One of the best parts of being the editor of New Mobility is building relationships with all of our readers and contributors. I look forward to the semi-regular emails and phone calls with our diverse crew, and I feel privileged to soak up their insights and wisdom and share them in the print and webpages of New Mobility.
If I had to list the contributors I have enjoyed corresponding with the most, Mike Collins would be very near the top of the list. He was an editor’s dream, equally capable of writing about adaptive driving and accessible vehicles and tackling complex legal and advocacy issues. Every time we talked or emailed, he had interesting story ideas and seemingly had contacts in every field and every locale.
You need a source for a story on airboats? Mike’s got a guy. How about someone knowledgeable in filing ADA claims in Idaho? Mike knows someone.
I met Mike when he was a source for one of the first stories I ever wrote for New Mobility. He told me about a rogue caregiver he’d employed who had rendezvoused with a secret lover in his house when he was on vacation. His advice for hiring caregivers: Avoid “shack up situations.” The anecdote made my story and helped establish Mike as someone I knew I could count on.
As an editor, I always ask writers to show readers what they are writing about instead of telling them. Instead of listing all the examples and reasons why something is true and asking them to believe you, bombard readers with colorful anecdotes, characters and quotes that leave readers no other choice than to believe you.
Mike did this instinctively. He told stories in a way that highlighted exactly what New Mobility was about: living life to its fullest regardless of your ability. I never questioned how he developed this talent but reading his lovely obituary it becomes obvious: Writing that way was natural for him because that’s how he lived his life.

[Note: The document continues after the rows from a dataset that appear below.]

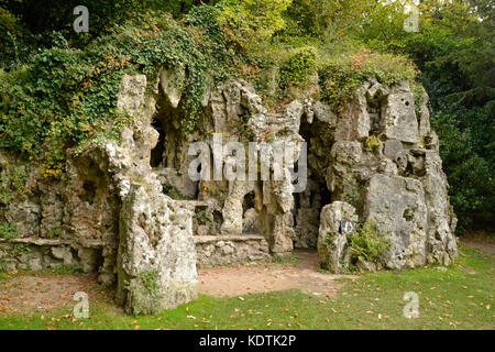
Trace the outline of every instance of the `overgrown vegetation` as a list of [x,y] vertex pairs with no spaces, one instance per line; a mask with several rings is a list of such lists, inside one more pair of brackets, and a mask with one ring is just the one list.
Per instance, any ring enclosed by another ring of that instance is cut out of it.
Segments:
[[15,239],[19,237],[18,229],[15,226],[9,222],[0,224],[0,239]]
[[381,262],[382,255],[391,243],[386,233],[380,233],[373,218],[367,218],[363,226],[349,234],[351,262]]
[[[77,1],[2,0],[0,147],[59,178],[68,147],[118,139],[122,75],[143,73],[153,81],[158,67],[185,75],[184,133],[195,129],[208,75],[252,81],[274,109],[302,86],[336,111],[366,79],[407,79],[431,97],[460,228],[472,213],[490,223],[493,1],[424,0],[419,32],[406,32],[409,2],[88,0],[90,32],[81,34],[72,30]],[[306,87],[316,73],[318,85]]]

Mike and I only hung out once in person, a few years ago at a shopping mall Chinese restaurant, but we slowly became friends over phone and email. He’d update me on his latest accomplishments and struggles, and I’d do the same.
In the months before COVID, most of his updates focused on fighting insurance for approval of a series of surgeries he hoped would help him get back to living his life the way he wanted. A syrinx in his spinal cord had been slowly robbing him of the precious function he had always maximized.
Thanks to the same tenacity and savvy readers came to expect from him, he finally had everything lined up in the winter of 2020, then the pandemic hit. With hospitals postponing elective surgeries, Mike found himself back in a holding pattern.
That holding pattern came to an end June 14. As a lifelong advocate for the importance of living independently, it is fitting that Mike remained at home and spent his final hours surrounded by his daughters and sisters.
His legacy will live on, not only in the archives of New Mobility, but in the broader disability community to which he was so passionately dedicated and the many lives he personally touched.